Not all the news had been good, however; the latter part of Adams's tenure exhibited a shift away from the careful stewardship that characterized his early years. Whereas Adams had shown great caution in 1963, warning the Society of impending budget problems and urging a capital campaign even as the Society was running surpluses, he and the board did not anticipate or respond to the financial difficulties of the late 1960s. There is no mention of financial concern in the remaining reports of the period; in fact, it was not until 1970, after the Society suffered its first operating deficit in many years, that Adams sounded the alarm. That was the first year that the Society's total return investment policy and 5 percent spending rule did not provide sufficient income to cover expenditures. As he turned over the presidency to Robert G. Goelet, Adams warned that "the prospect for 1971 and beyond is not cheerful; we shall have to draw heavily on our carefully husbanded Reserve Fund balance to make up operating deficits."

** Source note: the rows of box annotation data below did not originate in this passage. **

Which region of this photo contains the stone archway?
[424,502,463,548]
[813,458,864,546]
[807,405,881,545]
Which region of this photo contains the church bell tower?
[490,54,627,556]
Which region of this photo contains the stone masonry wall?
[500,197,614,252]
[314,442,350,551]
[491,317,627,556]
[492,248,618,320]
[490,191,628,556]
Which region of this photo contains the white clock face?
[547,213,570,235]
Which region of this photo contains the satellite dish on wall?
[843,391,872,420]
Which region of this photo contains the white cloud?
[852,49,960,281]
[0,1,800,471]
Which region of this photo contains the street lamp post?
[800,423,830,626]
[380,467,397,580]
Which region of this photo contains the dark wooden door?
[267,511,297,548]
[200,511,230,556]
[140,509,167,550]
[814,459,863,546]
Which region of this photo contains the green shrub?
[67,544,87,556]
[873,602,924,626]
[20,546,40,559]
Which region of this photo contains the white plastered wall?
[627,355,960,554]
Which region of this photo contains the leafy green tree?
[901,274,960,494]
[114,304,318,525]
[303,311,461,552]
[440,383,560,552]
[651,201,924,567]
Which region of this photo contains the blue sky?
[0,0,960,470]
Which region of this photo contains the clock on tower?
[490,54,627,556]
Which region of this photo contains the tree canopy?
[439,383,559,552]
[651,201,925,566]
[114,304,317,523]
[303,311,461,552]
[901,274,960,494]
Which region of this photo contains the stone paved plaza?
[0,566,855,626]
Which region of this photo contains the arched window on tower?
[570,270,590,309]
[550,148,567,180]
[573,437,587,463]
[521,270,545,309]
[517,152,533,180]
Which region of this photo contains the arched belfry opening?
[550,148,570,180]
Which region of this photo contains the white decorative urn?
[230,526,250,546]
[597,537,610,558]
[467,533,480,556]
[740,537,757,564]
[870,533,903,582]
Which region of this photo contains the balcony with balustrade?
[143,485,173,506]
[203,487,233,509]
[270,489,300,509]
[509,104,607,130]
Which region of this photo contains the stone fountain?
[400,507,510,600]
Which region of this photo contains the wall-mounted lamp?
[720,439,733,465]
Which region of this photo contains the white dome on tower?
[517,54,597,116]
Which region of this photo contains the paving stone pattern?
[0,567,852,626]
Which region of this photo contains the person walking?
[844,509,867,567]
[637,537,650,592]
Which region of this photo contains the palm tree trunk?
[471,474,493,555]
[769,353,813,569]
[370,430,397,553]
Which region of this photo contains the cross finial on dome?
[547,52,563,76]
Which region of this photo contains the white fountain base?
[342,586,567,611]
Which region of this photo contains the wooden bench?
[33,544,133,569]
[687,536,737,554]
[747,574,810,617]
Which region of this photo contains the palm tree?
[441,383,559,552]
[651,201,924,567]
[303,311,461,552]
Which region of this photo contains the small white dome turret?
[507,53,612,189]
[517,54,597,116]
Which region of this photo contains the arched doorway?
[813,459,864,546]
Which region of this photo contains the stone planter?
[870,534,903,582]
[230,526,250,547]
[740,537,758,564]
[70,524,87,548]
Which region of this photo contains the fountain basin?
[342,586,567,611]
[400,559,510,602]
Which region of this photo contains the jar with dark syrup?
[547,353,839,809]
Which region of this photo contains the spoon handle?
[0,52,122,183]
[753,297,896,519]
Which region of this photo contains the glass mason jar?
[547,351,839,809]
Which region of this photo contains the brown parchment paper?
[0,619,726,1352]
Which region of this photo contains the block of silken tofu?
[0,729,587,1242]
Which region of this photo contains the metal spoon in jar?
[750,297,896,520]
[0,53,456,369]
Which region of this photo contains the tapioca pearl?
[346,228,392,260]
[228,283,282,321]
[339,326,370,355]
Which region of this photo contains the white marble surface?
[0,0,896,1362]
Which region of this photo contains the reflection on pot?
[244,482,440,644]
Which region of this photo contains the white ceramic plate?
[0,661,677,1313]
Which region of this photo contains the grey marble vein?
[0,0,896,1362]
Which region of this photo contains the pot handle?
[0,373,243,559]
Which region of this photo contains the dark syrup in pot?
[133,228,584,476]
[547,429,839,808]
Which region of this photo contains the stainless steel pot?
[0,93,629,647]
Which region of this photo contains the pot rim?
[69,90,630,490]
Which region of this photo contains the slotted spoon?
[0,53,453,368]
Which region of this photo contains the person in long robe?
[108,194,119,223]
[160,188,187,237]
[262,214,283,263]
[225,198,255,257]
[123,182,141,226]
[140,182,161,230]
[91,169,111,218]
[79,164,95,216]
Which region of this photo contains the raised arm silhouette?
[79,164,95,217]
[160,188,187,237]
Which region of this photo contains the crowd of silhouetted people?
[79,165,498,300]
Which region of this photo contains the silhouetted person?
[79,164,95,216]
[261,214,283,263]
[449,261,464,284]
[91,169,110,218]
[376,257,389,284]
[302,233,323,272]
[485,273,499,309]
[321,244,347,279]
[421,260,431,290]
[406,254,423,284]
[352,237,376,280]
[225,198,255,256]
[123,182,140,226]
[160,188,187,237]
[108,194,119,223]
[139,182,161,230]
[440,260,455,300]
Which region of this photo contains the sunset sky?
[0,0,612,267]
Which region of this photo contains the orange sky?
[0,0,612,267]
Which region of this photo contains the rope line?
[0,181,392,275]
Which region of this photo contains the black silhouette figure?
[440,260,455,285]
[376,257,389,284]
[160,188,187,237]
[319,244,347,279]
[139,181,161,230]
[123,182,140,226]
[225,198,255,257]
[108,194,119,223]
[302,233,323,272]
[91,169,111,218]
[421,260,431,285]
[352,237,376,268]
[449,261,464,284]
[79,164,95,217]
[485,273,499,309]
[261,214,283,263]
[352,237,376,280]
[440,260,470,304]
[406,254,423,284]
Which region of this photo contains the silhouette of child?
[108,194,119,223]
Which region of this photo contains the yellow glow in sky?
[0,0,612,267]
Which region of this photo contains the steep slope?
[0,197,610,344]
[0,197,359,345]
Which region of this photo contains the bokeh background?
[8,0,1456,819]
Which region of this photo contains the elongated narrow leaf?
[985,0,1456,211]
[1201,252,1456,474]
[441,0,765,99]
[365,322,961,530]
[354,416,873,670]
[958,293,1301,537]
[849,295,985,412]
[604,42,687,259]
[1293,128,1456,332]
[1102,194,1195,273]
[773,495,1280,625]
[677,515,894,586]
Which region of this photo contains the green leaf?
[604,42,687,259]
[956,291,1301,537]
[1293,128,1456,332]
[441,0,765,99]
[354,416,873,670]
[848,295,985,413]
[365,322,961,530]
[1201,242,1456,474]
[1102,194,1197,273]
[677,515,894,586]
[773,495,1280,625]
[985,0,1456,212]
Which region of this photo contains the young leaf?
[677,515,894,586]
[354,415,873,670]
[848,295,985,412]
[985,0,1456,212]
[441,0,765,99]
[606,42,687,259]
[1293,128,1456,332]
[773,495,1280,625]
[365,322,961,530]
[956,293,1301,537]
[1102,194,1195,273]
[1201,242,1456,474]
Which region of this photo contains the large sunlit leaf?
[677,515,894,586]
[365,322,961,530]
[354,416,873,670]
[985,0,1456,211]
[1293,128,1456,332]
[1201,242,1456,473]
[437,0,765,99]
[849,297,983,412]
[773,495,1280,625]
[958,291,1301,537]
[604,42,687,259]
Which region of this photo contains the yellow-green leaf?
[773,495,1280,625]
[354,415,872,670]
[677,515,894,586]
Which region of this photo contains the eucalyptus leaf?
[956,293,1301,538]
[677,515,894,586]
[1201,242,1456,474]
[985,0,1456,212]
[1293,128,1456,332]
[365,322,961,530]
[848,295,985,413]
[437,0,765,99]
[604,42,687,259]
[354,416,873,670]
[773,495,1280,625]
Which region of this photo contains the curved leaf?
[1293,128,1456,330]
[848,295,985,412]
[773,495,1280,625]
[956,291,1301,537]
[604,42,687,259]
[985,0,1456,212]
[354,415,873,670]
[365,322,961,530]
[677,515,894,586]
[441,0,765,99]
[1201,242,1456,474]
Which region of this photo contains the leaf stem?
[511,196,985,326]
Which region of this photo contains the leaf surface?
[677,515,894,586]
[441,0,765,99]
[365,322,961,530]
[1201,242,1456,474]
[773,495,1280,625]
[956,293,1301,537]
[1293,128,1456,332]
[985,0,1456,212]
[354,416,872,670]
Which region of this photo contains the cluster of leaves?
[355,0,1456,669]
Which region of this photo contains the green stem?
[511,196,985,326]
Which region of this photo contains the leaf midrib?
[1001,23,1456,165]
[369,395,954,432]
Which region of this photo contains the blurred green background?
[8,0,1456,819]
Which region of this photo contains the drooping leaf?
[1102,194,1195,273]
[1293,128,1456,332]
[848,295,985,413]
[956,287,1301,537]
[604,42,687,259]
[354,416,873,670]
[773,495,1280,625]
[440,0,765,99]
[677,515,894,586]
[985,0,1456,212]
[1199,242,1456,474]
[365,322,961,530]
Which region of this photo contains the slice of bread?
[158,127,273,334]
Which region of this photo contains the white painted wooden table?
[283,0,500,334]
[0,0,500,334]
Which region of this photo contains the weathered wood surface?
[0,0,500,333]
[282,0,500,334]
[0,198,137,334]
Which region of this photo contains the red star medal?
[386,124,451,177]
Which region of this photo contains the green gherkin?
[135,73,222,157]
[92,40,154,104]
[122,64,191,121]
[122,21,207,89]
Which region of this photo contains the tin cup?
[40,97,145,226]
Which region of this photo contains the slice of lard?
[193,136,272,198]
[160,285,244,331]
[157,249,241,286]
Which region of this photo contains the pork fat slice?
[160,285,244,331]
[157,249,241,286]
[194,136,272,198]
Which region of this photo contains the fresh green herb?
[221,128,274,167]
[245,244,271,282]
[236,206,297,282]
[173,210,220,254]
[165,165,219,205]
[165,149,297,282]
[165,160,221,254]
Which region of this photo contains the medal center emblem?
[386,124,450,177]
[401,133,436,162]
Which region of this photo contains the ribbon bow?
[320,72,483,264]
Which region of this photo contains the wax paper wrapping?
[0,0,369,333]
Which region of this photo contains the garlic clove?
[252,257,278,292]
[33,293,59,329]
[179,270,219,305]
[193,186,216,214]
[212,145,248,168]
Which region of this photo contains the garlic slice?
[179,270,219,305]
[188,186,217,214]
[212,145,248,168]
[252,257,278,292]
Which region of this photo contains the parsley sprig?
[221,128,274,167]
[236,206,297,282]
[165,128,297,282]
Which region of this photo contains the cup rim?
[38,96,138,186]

The 1970s proved to be an extraordinarily difficult decade for all cultural institutions, especially those that depended on endowment for much of their income. The "stagflation" of that period affected these institutions negatively in terms of both revenues and expenses. On the revenue side, the recessionary economy that prevailed during the early 1970s reduced the return on these institutions' investments, driving down total income. In 1973 and 1974, for example, the annual total return for domestic common stocks was -14.8 percent and -26.4 percent, respectively.
The Society's ability to meet the challenges was constrained. First, the capital improvements and renovations had reduced the Society's unrestricted reserves, inhibiting its financial flexibility. Second, and equally important, the Society continued to move aggressively to expand its services to a rapidly growing public constituency just as the financial noose was tightening. As had happened at other times in the Society's history, the expansion of services (and the concomitant growth in expenditures) was not matched by a comparable growth in existing revenue or by the identification of new sources of revenue.